Thursday, January 26, 2012

Lessons from Lucky Platter


Ah, yes, Lucky Platter diner with its homemade food and quirky décor. You slide into a crude wooden booth and while waiting for the hand-written menu, you gaze upward. Hundreds of round tin-foil wads stick like goofy spit-wads to the ceiling. Lighting the room are upside-down aluminum colander chandeliers rimmed with faceted crystal dangles As your eyes meander to framed art on the walls, you flashback to the fifties as you realize what’s framed are paint-by-number pictures you remember from your childhood.

Paint by Number. You fill in numbered spaces with paints corresponding to the numbers. Left-brained art. Imagined imagination. Do as you’re told. Nothing playful, mind you, just color within the lines.

Sometimes I feel my life is a paint-by-number kit. I do what I should do rather than what I want to do. Furthermore, I’m so used to staying within the lines, I don’t even know what I’d draw if I ignored the lines. What do I want to do with my life? I’m a Christian, so God’s desire for my life will guide me, but still, He’s designed me for something. Am I doing it? As I compliantly fulfill daily obligations, am I eagerly looking for His hand pointing to faith adventures?

One serious example of tiptoeing out, heart pounding, on stormy seas is telling the truth instead of not making waves. I am just beginning to color outside the lines on this one. Striving to always be nice is the paint-by-number formula for not showing your heart or communicating God’s heart to others. You’re just a mime palming the inside of a clear booth. To rip the sides off that booth and dance free, you have to risk people’s disapproval of you for speaking the truth.

A lighter-hearted example is figuring out what to do with your vacation savings this year. Of ten ideas on your bucket list, which will you choose? More importantly, why will you choose it? Because it’s easy, cheap, surfy, snowy, popular, pretty, familiar? Limited resources always make this a tough choice for me. I tend to stick with my favorite destinations and activities, which of course is fine. But sometimes I wonder what a vacation full of unknowns and new adventures would be like. Let’s see, shall I rappel or zip-line off this cliff into the jungle? Then I swish my paintbrush back inside the lines, glance at the number-color key, and once again, dare not dream.

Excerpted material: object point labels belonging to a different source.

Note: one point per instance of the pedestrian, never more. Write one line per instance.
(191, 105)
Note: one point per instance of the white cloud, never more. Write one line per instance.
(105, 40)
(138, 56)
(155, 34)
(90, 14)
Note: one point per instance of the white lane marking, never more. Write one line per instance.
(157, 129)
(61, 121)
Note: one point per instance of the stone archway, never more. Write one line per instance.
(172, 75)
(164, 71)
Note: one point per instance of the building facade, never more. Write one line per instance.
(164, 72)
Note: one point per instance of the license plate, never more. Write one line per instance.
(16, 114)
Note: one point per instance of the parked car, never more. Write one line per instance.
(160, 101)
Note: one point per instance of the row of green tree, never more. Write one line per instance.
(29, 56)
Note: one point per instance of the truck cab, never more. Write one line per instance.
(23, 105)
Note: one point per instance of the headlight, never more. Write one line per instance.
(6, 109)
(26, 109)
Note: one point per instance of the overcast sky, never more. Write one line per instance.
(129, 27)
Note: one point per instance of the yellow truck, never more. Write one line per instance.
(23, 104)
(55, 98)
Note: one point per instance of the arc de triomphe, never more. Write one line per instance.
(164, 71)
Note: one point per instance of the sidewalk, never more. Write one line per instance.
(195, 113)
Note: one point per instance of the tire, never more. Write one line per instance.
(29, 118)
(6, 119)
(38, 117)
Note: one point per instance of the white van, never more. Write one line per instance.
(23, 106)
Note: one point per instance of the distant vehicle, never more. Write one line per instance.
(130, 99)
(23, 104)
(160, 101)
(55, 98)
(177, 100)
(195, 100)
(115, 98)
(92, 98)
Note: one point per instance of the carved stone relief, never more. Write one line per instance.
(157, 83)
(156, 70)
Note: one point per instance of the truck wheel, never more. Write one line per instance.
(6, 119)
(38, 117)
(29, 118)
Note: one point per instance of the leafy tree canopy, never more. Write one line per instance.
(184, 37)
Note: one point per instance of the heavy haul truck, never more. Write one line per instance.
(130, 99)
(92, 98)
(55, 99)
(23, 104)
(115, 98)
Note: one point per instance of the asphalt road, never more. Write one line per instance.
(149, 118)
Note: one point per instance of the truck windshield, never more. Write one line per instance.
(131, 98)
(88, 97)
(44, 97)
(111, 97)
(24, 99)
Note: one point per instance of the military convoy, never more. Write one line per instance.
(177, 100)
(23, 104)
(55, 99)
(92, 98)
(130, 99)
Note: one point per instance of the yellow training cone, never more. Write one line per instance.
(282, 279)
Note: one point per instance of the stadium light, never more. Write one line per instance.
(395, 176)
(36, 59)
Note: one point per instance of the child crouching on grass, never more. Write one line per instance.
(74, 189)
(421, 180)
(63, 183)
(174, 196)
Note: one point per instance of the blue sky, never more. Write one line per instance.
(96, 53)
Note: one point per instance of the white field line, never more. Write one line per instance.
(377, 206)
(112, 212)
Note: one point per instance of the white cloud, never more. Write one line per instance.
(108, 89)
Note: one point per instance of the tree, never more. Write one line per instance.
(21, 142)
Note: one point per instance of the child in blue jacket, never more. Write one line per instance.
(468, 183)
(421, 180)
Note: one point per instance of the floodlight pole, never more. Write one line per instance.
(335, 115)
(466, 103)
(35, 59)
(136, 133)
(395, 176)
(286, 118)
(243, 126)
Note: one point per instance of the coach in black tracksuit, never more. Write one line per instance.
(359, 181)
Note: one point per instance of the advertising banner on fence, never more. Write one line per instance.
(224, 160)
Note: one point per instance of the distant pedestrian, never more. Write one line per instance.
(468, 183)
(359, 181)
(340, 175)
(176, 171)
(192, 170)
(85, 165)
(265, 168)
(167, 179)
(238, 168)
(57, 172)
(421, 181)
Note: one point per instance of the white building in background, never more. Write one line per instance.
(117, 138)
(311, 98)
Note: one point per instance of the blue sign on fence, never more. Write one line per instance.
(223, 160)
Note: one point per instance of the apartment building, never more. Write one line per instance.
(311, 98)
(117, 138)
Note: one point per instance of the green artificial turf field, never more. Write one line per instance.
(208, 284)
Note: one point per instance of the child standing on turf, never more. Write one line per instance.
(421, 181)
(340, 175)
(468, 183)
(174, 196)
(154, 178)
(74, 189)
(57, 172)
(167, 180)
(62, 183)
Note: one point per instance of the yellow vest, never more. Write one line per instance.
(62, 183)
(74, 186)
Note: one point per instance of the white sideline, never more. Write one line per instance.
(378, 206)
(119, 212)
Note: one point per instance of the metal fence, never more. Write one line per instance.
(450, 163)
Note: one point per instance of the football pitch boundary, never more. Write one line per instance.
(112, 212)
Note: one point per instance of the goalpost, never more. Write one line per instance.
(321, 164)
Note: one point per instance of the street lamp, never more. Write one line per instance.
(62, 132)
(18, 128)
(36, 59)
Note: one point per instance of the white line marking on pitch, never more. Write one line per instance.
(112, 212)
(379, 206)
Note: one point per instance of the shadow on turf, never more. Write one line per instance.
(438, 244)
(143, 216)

Other life examples relate to creativity itself. I’d love to be able to draw and paint. So far, the classes I’ve taken have shown me to be rather timid facing a blank canvas and very unskilled at seeing shapes and tones in a scene. I finally know the sky is lighter closer to the horizon, but that’s because my left brain can memorize the principle, not because I can really see much difference. I’d love to dance, but I thank God during every Zumba exercise DVD that no one can see I’m just doing traditional jumping jacks to these high-energy, fun, dance-party salsa-flamenco-hiphop-reggaeton and other Latin rhythms, because when the instructors point at the TV audience and challenge, “Whatchoogot? Whatchoogot? Huh?” and I rotate my “booty” to show them, I feel like a flamenco hippo. Jump-by-number-jacks I can do. I gave up music aspirations decades ago, with no regrets from me or the listening world. Then there’s writing. How do I paint outside the lines on a word processor? As I explore that every day, I try to take my mind’s eye off the paint-by-number framed art and focus on flipping my aluminum colander upside-down, hanging crystal dangles from the edges, and shining light through the middle.